The Braided Path: The Weavers of Saramyr, The Skein of Lament and the Ascendancy Veil
Page 34
But there was something terribly wrong. A foul, cancerous unknown, a sickening, creeping blight that was seeping into her like blood into a rag, fast, fast, an invasion and violation of the most horrible kind . . .
She saw it then, in her mind’s eye, coiling along the golden threads towards her heart, tentacles of light sliding into her territory, into the very fibres of her body, the striations of her muscles. Everything in her wanted to be rid of it, to expel this vileness from her. Her kana blazed in response, threading out towards the invader, to burn it out with cleansing fire . . .
No!
It was Cailin. She willed her kana to stop, to accept the invader even though every one of her senses screamed against it; and somehow it responded, stalling in its assault. It railed at her attempt to hobble it, but this was different to when it had been unleashed before. This time, the kana was still within her body, and had not broken free of the boundaries of her territory. Here, she could master the fire.

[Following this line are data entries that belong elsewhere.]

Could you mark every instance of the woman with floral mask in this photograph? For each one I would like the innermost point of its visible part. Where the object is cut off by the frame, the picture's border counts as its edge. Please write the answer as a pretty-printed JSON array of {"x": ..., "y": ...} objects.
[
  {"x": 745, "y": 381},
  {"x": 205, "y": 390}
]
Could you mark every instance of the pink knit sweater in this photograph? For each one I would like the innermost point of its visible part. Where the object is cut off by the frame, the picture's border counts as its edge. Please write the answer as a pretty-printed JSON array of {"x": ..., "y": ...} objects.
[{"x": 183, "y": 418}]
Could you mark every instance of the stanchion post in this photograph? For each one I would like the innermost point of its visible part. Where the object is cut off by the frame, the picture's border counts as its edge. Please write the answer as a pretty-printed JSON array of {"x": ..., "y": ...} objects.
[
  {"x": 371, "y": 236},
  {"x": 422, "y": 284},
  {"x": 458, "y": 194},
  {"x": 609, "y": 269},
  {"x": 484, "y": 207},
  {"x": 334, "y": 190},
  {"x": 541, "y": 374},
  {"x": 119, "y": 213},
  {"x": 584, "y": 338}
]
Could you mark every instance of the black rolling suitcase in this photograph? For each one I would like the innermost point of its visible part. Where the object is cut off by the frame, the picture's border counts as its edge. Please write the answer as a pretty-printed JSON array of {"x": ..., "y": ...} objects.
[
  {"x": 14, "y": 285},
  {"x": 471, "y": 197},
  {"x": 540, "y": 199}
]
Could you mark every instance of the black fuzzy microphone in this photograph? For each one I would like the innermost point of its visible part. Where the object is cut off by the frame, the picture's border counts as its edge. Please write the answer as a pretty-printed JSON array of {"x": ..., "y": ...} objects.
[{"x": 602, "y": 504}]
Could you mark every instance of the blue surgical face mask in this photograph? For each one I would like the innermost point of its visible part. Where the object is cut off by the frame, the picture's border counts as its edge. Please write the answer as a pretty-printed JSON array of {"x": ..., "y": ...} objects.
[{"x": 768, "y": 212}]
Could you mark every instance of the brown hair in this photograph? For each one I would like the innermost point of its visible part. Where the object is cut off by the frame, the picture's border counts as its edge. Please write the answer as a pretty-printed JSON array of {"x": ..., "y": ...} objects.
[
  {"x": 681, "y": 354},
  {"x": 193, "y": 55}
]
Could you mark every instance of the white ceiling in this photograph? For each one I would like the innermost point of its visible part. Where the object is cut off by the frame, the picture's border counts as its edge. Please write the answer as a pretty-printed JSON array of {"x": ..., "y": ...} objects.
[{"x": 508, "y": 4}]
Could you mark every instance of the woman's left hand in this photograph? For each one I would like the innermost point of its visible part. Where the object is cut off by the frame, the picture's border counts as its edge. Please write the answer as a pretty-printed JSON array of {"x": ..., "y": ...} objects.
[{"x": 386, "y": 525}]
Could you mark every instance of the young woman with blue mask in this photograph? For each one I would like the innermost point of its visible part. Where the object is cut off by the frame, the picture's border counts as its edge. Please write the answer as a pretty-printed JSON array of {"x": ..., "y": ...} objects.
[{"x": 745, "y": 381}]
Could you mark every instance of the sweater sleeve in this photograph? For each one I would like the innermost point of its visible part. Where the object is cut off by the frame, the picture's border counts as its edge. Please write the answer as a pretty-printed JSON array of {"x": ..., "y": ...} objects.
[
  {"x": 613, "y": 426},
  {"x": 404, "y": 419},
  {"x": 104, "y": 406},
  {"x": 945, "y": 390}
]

She let herself go mentally limp, beginning a mantra over and over. The onslaught continued through her, creeping in towards her core like the paralysing bite of a spider. She felt panic rising within her. What did she know, truly, of Cailin tu Moritat? She was opening herself up to this woman in a way more intimate than making love, giving her the freedom to do anything to her, to turn her lungs inside out or burst her heart or rearrange her thoughts so she was a willing slave to Cailin’s whims. How could she trust anyone that much, let alone this enigmatic Aberrant who was more of a stranger to her than Tane or Asara?
She forced the thoughts down, concentrating on her mantra. Too late now, she told herself. Too late. And yet still the urge grew, to lash out, to expel this invader and be whole and unsullied again. The presence of Cailin was abhorrent, as Cailin had told her it would be. Your mind will see me as a disease, she said, and it did; it took all her willpower to stay still while the foulness consumed her.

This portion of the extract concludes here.